Refah’a sığınan Filistinliler: GAZZE’DEN AYRILMAKTANSA ÖLMEYİ TERCİH EDERİZ

İşgalci barbarların, uluslararası uyarılara rağmen saldırılarını sürdürdüğü Gazze Şeridi'nin güneyindeki Refah kentine sığınan Filistinliler, kara saldırısı endişelerine rağmen bölgeyi terk etmeyeceklerini söyledi.

Ekleme: 14.02.2024 04:00:00 / Güncelleme: 14.02.2024 04:01:01 / manşetler
Destek için 

Gazze Şeridi'nin güneyinde Mısır sınırında yer alan Refah, işgal rejimi saldırıları nedeniyle yerlerinden edilen binlerce kişinin kente sığınmasıyla birlikte 2,3 milyon nüfusa sahip Gazze'nin yaklaşık yarı nüfusuna ev sahipliği yapıyor. İşgal rejiminin sözde Savunma Bakanı Yoav Gallant, 1 Şubat'ta Gazze Şeridi'nin Han Yunus bölgesindeki İsrail birliklerini ziyaretinde yaptığı açıklamada, kara saldırılarını Mısır sınırındaki Refah kentine taşıyacaklarını söylemişti.

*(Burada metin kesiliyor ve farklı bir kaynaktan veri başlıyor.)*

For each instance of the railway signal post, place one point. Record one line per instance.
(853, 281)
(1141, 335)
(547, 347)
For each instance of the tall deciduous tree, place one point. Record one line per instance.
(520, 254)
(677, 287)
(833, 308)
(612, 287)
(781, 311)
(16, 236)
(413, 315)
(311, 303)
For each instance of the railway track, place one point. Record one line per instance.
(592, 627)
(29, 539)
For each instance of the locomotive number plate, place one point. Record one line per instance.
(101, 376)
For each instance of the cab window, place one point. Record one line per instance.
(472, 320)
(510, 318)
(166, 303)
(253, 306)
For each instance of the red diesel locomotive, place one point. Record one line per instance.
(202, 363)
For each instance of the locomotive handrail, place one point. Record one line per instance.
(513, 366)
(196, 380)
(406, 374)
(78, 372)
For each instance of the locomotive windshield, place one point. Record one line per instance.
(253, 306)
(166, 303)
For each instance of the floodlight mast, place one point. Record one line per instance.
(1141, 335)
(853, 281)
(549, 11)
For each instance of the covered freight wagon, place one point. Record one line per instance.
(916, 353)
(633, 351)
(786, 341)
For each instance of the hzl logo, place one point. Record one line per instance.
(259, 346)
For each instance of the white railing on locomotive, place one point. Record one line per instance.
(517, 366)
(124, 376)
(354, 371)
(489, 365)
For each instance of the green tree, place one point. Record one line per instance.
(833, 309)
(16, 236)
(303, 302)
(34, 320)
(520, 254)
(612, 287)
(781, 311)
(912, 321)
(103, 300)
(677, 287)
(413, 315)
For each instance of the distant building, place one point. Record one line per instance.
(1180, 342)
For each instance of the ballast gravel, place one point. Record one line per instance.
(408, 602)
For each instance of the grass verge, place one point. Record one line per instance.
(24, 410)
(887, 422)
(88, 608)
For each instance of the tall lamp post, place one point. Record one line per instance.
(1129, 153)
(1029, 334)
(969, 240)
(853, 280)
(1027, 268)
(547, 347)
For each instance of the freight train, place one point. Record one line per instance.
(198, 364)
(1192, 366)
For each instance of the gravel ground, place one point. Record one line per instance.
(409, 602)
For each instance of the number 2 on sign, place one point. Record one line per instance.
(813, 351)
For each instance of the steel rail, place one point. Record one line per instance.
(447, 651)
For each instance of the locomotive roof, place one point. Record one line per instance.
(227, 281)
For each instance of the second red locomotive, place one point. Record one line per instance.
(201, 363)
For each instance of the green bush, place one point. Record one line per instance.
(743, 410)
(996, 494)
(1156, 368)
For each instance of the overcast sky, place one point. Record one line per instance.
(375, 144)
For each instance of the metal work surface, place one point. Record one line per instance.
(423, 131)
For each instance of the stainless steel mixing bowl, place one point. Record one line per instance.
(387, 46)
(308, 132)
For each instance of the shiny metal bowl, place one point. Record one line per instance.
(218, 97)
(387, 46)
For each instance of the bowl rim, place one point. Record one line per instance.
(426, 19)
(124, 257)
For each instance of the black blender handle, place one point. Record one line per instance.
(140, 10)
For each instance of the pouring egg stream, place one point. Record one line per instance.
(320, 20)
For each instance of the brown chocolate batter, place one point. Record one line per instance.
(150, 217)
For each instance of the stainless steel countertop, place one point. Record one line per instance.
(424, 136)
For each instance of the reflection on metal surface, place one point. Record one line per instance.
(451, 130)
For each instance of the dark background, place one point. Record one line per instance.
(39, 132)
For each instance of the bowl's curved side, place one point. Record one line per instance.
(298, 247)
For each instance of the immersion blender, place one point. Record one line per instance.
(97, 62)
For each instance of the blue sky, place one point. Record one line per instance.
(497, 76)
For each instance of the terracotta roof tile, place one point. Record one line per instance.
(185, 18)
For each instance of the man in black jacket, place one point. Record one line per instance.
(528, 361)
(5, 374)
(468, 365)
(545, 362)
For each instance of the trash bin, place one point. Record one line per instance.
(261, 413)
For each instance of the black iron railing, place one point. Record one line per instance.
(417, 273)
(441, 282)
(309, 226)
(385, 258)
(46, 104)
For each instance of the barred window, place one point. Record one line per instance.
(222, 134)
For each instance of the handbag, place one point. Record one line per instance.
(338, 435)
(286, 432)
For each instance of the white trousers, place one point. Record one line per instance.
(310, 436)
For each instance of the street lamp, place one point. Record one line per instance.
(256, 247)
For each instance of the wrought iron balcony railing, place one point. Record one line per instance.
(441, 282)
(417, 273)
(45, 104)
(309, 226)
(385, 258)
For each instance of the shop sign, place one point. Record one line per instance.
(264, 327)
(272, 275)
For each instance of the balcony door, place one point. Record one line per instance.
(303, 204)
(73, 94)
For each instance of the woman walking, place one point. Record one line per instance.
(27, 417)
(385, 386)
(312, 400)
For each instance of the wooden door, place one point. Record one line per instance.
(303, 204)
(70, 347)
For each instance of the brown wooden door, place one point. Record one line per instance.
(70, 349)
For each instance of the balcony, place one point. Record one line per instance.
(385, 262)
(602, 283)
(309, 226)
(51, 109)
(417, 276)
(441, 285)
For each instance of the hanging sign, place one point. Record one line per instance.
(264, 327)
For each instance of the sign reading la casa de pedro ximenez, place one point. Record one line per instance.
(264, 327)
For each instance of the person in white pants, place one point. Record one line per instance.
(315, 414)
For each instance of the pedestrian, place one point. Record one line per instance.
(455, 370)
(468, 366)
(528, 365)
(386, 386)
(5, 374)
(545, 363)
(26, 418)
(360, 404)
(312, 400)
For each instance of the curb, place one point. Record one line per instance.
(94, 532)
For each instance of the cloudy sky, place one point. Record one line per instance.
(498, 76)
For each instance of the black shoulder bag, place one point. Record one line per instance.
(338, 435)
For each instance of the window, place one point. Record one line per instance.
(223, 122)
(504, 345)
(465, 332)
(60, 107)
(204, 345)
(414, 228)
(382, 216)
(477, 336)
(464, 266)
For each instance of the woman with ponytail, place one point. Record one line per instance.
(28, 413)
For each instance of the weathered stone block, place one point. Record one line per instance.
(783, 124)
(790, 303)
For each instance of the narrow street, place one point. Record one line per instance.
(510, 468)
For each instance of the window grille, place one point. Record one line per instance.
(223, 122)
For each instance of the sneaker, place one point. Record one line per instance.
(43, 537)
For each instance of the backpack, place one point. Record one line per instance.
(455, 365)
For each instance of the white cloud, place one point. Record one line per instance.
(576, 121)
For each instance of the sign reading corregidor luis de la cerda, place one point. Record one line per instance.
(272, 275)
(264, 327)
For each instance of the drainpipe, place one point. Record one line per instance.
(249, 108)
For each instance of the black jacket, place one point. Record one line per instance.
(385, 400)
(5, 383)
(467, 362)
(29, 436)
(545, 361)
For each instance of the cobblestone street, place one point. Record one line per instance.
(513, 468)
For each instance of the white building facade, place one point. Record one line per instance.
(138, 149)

"SİNA'YA GÖÇ ETMEKTENSE GAZZE'DE ÖLMEYİ TERCİH EDERİZ"

Refah'a sığınan Filistinliler, işgal ordusunun kitlesel katliamlara ve sivillere karşı suç işlenmesine yol açabilecek bir kara saldırısı başlatmasından endişe duyuyor. AA muhabirine konuşan Filistinliler, Gazze Şeridi'nden çıkarılmalarına yönelik her türlü girişimi reddettiklerini vurgulayarak, "Sina'ya göç etmektense Gazze'de ölmeyi tercih ettiklerini" ifade etti.

Gazzeli 62 yaşındaki Raid eş-Şurafa, "Burada öleceğiz. Mısır Sina'sına göç etmeyeceğiz. Zorla ve bombalayarak bizleri evlerimizden çıkardırlar yoksa evimizden ayrılmayacaktık. Ebu Bekir es-Sıddık Okulunu bombaladılar ve oğlum orada şehit oldu." dedi. Bir diğer oğlunun da işgal askerleri tarafından alıkonulduğunu belirten Şurafa, istemese de torunlarını yalnız bırakmamak için Gazze'den Refah'a gelmek zorunda kaldığını söyledi.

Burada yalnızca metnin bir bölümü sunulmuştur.